Our intern nods, vaping with sincere-seeming interest, booking a kidnapping on Silk Road while checking his Snapchat. Mr. Davies continues:
“Painfully, no one at Lucasfilm, nor Disney, nor even Payless Shoe Source for that matter, will return my calls. I am of course very distraught over this film’s shameless box office pandering. Millennials and their ticket buying parents have no interest whatsoever in negotiations, much less losing all communications, and Rian Johnson clearly knows that, more than the rest of us. Just look at his latest trailer! He’s gone and put Pokémons in this film!”
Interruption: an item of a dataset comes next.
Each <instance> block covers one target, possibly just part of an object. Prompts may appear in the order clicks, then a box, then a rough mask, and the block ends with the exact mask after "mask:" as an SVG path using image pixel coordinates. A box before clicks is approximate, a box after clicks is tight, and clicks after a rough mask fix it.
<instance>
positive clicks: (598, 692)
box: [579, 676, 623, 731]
Our intern offers Mr. Davies a tissue:
“I even drove by Skywalker Ranch one night don’t you know – I was in the area you see – to maybe check if George [Lucas] was home, to you know, chat a little. And despite all the lights being on, no one answered the door. What a waste, because I’d payed 100 USD each for two methamphetamine addicts to aim laser pointers through the living room windows, just in case I needed to, well, you know, be dramatically persuasive you know, ha ha. heh.”
When asked if Mr. Davies will be lining up at the theatre on December 15 to see the premier of The Last Jedi, he had only this to say:
“I say, I will not. Instead I plan to stay home and protest by watching my Criterion Collection DVD of Fellowship of the Ring. It seems to me I must be in that picture somewhere, next to a fireplace or something. And the Wizard of Oz. Surely I’m in some crucial Emerald City scene, if I recall, with a grand stately hat on. With my old Shakespeare chum Meinhardt Raabe, the two of us young blokes just hamming it up don’t you know! Quite!”
The Last Jedi opens in 48 Days on December 15! Quit your job now!!! They won’t notice you’ve gone anyway!